In project learning (PL), plans that look spectacular on paper can go awry when students enter the picture. During the implementation phase, students may decide to head in directions their teacher never anticipated.

Tensions can build if teams don't understand what it means to collaborate or share responsibility for project success. Creative problem solving can start to feel like classroom chaos. This is when the art of project-based teaching makes all the difference.

What if you're new to teaching with the project approach? Do you have to learn everything the hard way?

Fortunately, veteran PL teachers are only too happy to share their wisdom. For the past several weeks, I've had the pleasure of listening to educators talk about the nitty-gritty of projects. Colleague Jane Krauss and I just wrapped up hosting a series of webinars. (If you are interested, the discussion continues here.)
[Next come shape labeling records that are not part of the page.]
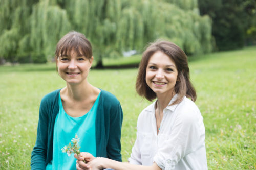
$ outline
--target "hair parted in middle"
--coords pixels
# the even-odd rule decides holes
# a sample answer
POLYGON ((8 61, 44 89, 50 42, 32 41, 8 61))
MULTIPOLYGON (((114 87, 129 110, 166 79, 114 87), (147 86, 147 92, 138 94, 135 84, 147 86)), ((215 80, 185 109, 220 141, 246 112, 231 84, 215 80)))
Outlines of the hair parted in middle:
POLYGON ((190 98, 195 102, 197 99, 197 94, 189 79, 189 68, 187 55, 175 43, 162 40, 158 40, 150 43, 143 53, 136 84, 138 94, 150 101, 152 101, 157 97, 156 93, 146 84, 146 70, 150 58, 155 53, 158 51, 169 56, 175 63, 178 71, 177 81, 174 88, 175 93, 178 95, 172 105, 180 103, 184 96, 190 98))

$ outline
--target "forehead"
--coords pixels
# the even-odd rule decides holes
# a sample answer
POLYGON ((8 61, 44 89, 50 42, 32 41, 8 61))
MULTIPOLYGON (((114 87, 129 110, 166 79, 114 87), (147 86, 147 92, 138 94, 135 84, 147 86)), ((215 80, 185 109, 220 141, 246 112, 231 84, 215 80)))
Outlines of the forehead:
POLYGON ((148 64, 176 66, 175 63, 170 57, 160 51, 156 52, 150 57, 148 64))
POLYGON ((74 49, 74 48, 67 48, 66 50, 60 50, 59 56, 59 57, 71 57, 72 56, 85 56, 84 53, 79 50, 78 48, 74 49))

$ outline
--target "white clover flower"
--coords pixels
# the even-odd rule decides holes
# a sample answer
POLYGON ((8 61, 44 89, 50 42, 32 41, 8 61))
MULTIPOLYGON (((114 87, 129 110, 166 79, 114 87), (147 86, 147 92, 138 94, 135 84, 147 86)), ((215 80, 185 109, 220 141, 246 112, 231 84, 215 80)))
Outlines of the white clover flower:
POLYGON ((65 146, 61 149, 62 152, 67 153, 68 155, 70 156, 72 153, 77 154, 78 155, 80 155, 80 148, 78 144, 79 138, 76 133, 76 136, 74 138, 71 140, 71 142, 69 143, 67 146, 65 146))

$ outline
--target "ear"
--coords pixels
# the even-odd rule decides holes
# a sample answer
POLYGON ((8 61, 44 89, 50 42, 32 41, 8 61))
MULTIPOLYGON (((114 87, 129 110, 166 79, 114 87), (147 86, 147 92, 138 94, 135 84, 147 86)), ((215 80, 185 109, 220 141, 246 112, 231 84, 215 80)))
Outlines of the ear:
POLYGON ((92 56, 91 58, 89 59, 89 62, 91 65, 91 67, 92 66, 92 65, 93 64, 93 56, 92 56))

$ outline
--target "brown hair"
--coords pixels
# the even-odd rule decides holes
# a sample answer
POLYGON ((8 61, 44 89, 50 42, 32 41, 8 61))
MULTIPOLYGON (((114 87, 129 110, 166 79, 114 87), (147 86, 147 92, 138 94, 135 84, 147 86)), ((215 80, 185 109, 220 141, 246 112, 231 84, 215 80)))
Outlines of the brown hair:
POLYGON ((172 104, 174 105, 180 103, 184 96, 191 98, 195 102, 197 94, 189 80, 189 68, 187 62, 187 57, 185 53, 175 43, 165 40, 157 40, 150 43, 144 52, 139 67, 137 77, 136 88, 138 94, 145 98, 150 101, 156 99, 156 93, 146 83, 146 70, 148 60, 156 52, 160 51, 168 56, 174 62, 178 71, 177 81, 175 84, 175 91, 178 94, 176 100, 172 104))
POLYGON ((84 56, 91 59, 93 56, 92 45, 82 33, 72 31, 60 39, 55 51, 55 61, 61 56, 70 56, 73 50, 78 56, 84 56))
Here are just a few gems from this conversation, along with links to projects that will give you some new ideas to try with your students.

Get Minds Inquiring
Inquiry is at the heart of project learning, and PL veterans are deliberate about sparking student curiosity before a project actually begins. Some teachers leave clues in plain sight, encouraging students to do preliminary detective work that will fire up their curiosity. Others use opinion polls to ignite class discussions. Kevin Gant from the New Tech Network offers this sample question to lead into a physics project: "What's the better car: Dodge Viper or Shelby Cobra?" A class survey takes just a few minutes, Gant says, but, "time spent getting the students riled up about an issue is golden."